A lot of things that you might find in HTML pages aren't useful for NLP; like Javascript scripts, HTML tag attributes specific to the markup, and CSS. These you almost certainly do want to strip out. We need to find the right balance between the two of them.

What is meaningful is something close to Markdown. At a text span level it supports links, two kinds of emphasis (em and strong), and inline code (which is less relevant in general text). At a block level it supports paragraphs, 6 levels of headers, lists (ordered and unordered), quote and code blocks and horizontal rules. This is likely much more nuanced than is typcially used but it's a reasonable compromise for generic internet content.

It's possible to extract Markdown from HTML with html2text or the excellent Pandoc. Depending on the downstream task you will probably want to use the markup in different ways. You could customise the approach from html2text, transform with custom Pandoc filters or write a bespoke parser with html5lib.

At minimum you could try to capture some of the meaning of the markup in plain text; similar to Pandoc's plain output. For example a list could be turned into a semicolon separated run-on sentence, maybe emphasised text should be in caps, certainly paragraphs and line breaks should be separated by newlines. The target may depend on what you're trying to do, but should produce a better result than just stripping away tags with Beautiful Soup .get_text.

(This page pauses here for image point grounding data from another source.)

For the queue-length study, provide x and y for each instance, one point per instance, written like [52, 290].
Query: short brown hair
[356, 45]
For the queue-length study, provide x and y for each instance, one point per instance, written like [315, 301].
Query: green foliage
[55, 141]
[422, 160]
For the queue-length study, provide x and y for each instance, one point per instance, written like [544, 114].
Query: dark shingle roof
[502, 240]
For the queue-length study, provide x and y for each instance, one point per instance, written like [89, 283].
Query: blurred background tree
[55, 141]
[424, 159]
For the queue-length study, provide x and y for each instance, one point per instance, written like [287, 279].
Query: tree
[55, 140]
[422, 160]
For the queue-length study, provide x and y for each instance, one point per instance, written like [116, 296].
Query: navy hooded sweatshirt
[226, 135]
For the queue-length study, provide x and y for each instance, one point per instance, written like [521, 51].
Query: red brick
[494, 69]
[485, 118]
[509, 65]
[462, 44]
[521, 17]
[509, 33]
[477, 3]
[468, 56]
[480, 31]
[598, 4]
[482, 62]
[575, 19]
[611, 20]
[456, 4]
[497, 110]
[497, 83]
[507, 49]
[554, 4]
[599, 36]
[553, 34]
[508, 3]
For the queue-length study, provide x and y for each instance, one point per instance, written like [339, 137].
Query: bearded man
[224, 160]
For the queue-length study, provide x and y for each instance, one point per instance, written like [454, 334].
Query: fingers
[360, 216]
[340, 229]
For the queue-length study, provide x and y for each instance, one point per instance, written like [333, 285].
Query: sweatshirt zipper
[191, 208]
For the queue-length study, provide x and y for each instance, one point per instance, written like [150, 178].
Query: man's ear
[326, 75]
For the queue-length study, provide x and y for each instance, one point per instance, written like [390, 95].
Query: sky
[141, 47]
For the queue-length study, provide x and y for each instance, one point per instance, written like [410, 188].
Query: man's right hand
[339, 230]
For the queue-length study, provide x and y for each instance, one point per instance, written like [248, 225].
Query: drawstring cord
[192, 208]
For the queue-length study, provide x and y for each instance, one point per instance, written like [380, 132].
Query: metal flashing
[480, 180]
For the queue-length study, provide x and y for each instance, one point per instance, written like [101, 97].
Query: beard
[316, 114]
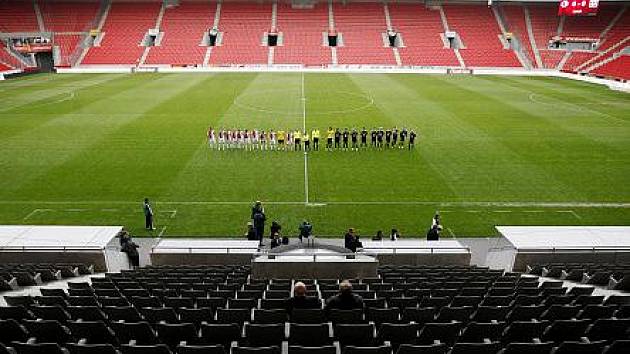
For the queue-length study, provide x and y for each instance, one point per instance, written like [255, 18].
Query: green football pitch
[86, 149]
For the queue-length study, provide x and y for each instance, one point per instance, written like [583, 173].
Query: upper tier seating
[362, 27]
[218, 308]
[421, 30]
[515, 22]
[243, 26]
[65, 16]
[18, 16]
[617, 68]
[303, 40]
[479, 31]
[124, 30]
[67, 44]
[183, 27]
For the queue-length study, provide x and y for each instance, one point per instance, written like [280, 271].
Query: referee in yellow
[315, 137]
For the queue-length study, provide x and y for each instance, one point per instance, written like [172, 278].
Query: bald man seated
[300, 300]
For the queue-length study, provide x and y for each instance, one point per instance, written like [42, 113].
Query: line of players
[336, 139]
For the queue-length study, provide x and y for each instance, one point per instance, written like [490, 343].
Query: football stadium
[314, 177]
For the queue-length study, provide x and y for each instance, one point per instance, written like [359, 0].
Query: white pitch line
[305, 153]
[407, 202]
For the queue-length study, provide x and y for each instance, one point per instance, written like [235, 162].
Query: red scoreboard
[578, 7]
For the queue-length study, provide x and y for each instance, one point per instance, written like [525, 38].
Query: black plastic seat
[201, 349]
[422, 349]
[38, 348]
[257, 350]
[325, 349]
[309, 335]
[355, 334]
[11, 330]
[93, 332]
[444, 332]
[220, 333]
[172, 334]
[141, 332]
[264, 335]
[350, 349]
[580, 347]
[565, 330]
[475, 348]
[48, 331]
[145, 349]
[91, 348]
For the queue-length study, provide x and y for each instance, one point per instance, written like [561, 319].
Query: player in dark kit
[364, 137]
[403, 137]
[412, 139]
[379, 138]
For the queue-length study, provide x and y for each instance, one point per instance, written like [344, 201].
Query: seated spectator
[378, 236]
[434, 233]
[300, 300]
[345, 300]
[351, 240]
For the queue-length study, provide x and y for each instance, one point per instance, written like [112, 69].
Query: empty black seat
[264, 335]
[48, 331]
[444, 332]
[309, 335]
[422, 349]
[201, 349]
[325, 349]
[257, 350]
[220, 333]
[93, 332]
[141, 332]
[355, 334]
[145, 349]
[580, 347]
[38, 348]
[476, 348]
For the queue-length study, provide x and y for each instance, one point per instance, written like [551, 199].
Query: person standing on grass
[412, 139]
[148, 215]
[315, 137]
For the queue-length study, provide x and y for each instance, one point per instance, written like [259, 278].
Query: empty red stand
[421, 29]
[8, 59]
[576, 59]
[18, 16]
[65, 16]
[243, 26]
[479, 30]
[183, 27]
[67, 44]
[544, 21]
[362, 27]
[4, 67]
[617, 68]
[303, 39]
[551, 58]
[124, 30]
[514, 16]
[589, 26]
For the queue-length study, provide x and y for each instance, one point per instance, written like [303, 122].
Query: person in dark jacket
[300, 300]
[130, 248]
[434, 233]
[345, 300]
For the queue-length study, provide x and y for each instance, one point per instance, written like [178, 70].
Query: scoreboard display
[578, 7]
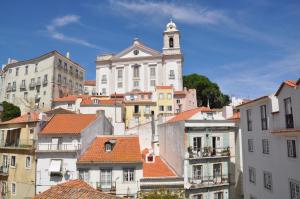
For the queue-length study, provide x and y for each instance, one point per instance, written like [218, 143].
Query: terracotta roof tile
[75, 189]
[34, 117]
[90, 82]
[158, 168]
[125, 150]
[68, 123]
[188, 114]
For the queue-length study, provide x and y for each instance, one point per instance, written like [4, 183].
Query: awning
[55, 166]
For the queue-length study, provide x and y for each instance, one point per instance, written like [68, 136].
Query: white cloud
[60, 22]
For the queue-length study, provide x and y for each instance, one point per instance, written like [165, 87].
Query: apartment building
[270, 128]
[32, 84]
[112, 164]
[17, 160]
[89, 87]
[198, 145]
[139, 67]
[61, 142]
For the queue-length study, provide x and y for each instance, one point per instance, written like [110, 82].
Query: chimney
[28, 116]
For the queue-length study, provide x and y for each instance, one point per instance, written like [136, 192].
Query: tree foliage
[162, 194]
[10, 111]
[206, 90]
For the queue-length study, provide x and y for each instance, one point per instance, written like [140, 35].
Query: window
[84, 175]
[136, 84]
[288, 113]
[265, 146]
[291, 148]
[172, 74]
[218, 195]
[171, 42]
[108, 147]
[197, 172]
[152, 82]
[13, 188]
[26, 70]
[120, 73]
[268, 180]
[161, 96]
[294, 189]
[263, 115]
[136, 71]
[250, 145]
[197, 144]
[161, 108]
[28, 162]
[136, 109]
[249, 120]
[13, 161]
[252, 175]
[128, 175]
[152, 72]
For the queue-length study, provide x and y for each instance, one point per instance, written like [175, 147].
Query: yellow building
[138, 108]
[165, 105]
[17, 156]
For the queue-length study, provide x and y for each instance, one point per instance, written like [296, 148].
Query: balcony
[106, 187]
[48, 147]
[4, 170]
[209, 181]
[209, 152]
[17, 144]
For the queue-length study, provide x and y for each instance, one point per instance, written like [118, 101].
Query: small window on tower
[171, 42]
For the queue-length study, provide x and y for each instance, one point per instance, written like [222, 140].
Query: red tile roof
[188, 114]
[90, 82]
[68, 123]
[34, 117]
[291, 83]
[164, 87]
[125, 150]
[156, 169]
[75, 189]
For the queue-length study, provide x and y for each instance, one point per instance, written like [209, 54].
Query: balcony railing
[207, 152]
[21, 143]
[58, 147]
[4, 170]
[106, 186]
[204, 181]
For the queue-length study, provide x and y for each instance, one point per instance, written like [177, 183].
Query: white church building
[139, 67]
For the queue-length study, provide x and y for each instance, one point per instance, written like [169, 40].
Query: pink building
[185, 100]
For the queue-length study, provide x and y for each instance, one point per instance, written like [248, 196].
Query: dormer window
[171, 42]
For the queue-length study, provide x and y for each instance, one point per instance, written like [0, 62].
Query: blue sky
[248, 47]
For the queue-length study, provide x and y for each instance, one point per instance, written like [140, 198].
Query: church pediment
[138, 50]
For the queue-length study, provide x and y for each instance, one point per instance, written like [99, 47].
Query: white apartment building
[270, 128]
[141, 68]
[32, 84]
[199, 146]
[113, 164]
[61, 142]
[89, 87]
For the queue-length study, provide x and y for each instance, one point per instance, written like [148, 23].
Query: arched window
[171, 42]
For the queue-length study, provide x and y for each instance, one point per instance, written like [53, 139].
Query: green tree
[10, 111]
[162, 194]
[206, 90]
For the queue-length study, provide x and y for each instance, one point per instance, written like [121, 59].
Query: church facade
[140, 68]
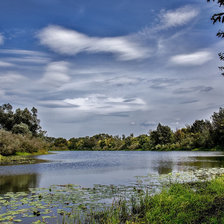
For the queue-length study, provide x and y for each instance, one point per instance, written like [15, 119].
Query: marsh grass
[181, 203]
[190, 199]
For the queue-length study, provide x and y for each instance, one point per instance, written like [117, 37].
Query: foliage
[20, 120]
[11, 144]
[201, 135]
[219, 17]
[181, 203]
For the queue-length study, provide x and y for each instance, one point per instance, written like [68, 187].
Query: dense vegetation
[181, 203]
[20, 131]
[201, 135]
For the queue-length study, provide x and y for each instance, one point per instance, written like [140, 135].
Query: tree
[218, 127]
[219, 17]
[162, 135]
[8, 119]
[21, 129]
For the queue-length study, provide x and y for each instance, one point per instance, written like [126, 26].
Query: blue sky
[118, 67]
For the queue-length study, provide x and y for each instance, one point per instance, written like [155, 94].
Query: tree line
[201, 135]
[20, 131]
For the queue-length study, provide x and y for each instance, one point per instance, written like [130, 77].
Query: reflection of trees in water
[164, 167]
[16, 183]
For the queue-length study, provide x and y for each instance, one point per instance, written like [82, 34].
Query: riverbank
[181, 203]
[22, 158]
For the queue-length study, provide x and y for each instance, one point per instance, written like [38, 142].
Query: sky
[116, 67]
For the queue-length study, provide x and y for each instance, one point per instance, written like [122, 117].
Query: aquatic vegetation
[76, 204]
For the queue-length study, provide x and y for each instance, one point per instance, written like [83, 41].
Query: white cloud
[71, 42]
[1, 39]
[22, 52]
[56, 73]
[178, 17]
[5, 64]
[196, 58]
[101, 104]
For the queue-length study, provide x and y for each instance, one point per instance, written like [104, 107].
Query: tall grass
[181, 203]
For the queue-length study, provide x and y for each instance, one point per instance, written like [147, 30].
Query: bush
[10, 143]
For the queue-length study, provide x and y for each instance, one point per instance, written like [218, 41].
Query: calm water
[87, 168]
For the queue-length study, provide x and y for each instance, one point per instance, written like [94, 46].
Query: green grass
[181, 203]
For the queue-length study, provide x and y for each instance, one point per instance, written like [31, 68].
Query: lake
[87, 168]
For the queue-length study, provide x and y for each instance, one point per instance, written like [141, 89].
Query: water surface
[87, 168]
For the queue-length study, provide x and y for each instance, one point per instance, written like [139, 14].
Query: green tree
[219, 17]
[162, 135]
[218, 127]
[21, 129]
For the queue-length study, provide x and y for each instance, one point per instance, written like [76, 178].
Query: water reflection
[17, 183]
[87, 168]
[164, 167]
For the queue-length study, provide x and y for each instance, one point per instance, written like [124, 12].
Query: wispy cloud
[5, 64]
[178, 17]
[1, 39]
[56, 73]
[196, 58]
[71, 42]
[101, 104]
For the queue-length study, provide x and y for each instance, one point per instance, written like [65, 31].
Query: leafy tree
[21, 129]
[162, 135]
[218, 127]
[8, 119]
[219, 17]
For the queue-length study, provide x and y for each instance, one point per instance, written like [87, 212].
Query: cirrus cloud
[196, 58]
[100, 104]
[1, 39]
[178, 17]
[71, 42]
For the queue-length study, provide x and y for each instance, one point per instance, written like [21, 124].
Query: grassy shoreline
[180, 203]
[22, 158]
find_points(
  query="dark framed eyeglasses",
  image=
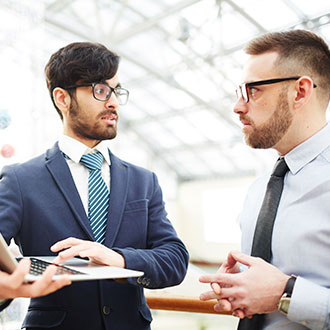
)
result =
(102, 92)
(243, 89)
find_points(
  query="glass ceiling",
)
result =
(181, 61)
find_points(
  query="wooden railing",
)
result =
(181, 303)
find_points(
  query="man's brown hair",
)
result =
(300, 53)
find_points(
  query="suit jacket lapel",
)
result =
(118, 196)
(61, 174)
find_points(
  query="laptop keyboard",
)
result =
(39, 266)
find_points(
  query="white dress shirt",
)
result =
(301, 234)
(75, 150)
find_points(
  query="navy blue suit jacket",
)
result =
(40, 205)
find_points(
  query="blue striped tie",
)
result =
(98, 195)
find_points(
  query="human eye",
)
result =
(101, 91)
(253, 92)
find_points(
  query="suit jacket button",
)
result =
(106, 310)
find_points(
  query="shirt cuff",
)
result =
(309, 304)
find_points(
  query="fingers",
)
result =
(66, 243)
(239, 313)
(17, 277)
(225, 279)
(46, 285)
(223, 305)
(216, 288)
(242, 258)
(69, 253)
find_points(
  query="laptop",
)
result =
(77, 269)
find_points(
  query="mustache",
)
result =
(108, 112)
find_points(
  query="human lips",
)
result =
(245, 122)
(110, 119)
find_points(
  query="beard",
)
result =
(271, 132)
(90, 128)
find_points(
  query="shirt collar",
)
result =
(75, 149)
(308, 150)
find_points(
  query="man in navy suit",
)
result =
(44, 204)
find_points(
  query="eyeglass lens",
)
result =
(241, 91)
(103, 92)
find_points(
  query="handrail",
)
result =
(181, 303)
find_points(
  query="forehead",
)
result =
(260, 67)
(114, 81)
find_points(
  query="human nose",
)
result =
(113, 101)
(240, 106)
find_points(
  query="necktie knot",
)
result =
(280, 168)
(92, 161)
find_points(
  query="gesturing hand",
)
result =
(13, 285)
(96, 252)
(254, 291)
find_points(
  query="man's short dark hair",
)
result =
(300, 52)
(80, 62)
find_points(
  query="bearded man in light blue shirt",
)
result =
(282, 105)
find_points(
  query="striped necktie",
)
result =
(262, 240)
(98, 195)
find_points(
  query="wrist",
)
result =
(284, 303)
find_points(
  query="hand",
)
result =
(223, 305)
(13, 285)
(94, 251)
(254, 291)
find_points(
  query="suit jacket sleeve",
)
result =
(165, 260)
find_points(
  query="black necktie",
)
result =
(262, 240)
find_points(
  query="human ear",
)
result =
(62, 99)
(303, 91)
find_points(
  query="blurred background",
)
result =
(181, 61)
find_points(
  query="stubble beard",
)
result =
(270, 133)
(85, 130)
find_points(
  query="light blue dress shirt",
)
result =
(301, 234)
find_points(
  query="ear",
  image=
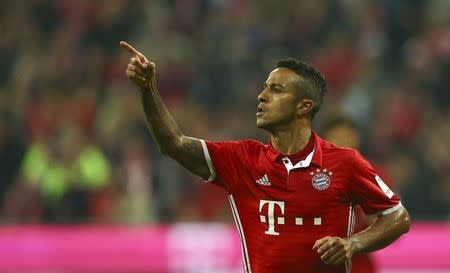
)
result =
(304, 107)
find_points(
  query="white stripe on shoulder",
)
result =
(389, 210)
(208, 161)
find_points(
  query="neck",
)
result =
(291, 141)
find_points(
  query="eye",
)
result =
(277, 88)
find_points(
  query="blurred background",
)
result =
(74, 147)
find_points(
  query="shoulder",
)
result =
(238, 146)
(341, 153)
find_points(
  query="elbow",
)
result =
(170, 148)
(405, 222)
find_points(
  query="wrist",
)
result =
(354, 245)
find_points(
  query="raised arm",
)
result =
(185, 150)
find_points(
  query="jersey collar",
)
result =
(273, 155)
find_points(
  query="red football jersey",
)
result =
(283, 204)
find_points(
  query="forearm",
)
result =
(382, 233)
(163, 127)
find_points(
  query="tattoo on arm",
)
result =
(185, 150)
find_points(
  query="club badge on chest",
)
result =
(321, 179)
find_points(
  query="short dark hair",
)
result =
(315, 82)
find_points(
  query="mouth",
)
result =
(259, 111)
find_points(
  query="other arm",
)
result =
(385, 230)
(185, 150)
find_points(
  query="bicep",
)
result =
(190, 155)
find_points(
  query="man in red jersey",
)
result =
(292, 198)
(343, 131)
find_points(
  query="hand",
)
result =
(334, 250)
(139, 70)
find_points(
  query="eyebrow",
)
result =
(274, 84)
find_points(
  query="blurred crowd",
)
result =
(74, 146)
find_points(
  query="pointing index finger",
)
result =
(132, 50)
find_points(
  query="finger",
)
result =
(320, 242)
(340, 260)
(132, 51)
(333, 255)
(136, 69)
(329, 253)
(137, 62)
(133, 76)
(325, 247)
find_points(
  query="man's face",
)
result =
(278, 101)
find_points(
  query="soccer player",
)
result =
(343, 131)
(293, 198)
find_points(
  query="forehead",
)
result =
(283, 76)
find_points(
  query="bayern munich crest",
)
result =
(321, 179)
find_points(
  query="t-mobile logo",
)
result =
(270, 215)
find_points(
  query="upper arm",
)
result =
(189, 153)
(368, 190)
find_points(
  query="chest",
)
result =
(310, 190)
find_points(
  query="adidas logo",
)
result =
(264, 181)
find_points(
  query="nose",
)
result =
(262, 96)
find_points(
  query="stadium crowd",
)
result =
(74, 147)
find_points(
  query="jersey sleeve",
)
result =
(223, 159)
(369, 191)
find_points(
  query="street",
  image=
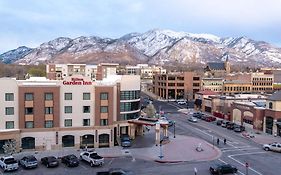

For language modelling you could encode the markup as special tokens. For a rules based tokenizer there are a number of straightforward ways to do this. An example for emphasis we could use HTML-esque <em> and </em> tokens. Or we could preceed every token in the span with <em>. We could even do something strange like preceed the whole section by <em> 5 where 5 is the number of tokens in the span. Typically it's only whole words that are emphasised; if only part of a token is you would have to decide whether to use that information or discard it (depending on how often it occurs and how meaningful it is). It would be worth experimenting to see what works best for a language model.

For an unsupervised tokenizer like sentencepiece you could try to use Markdown or HTML tags directly. Just try to make it as easy as the tokenizer as possible to capture the information.

Another way to capture the information would be to annotate it on tokenized text. For example you could mark it up like Spacy spans. But you'd need some customised algorithms that could make use of the information.

I still need to experiment more on how to get the most out of text encoded in HTML, but I definitely think there are useful ways to use the information depending on the application.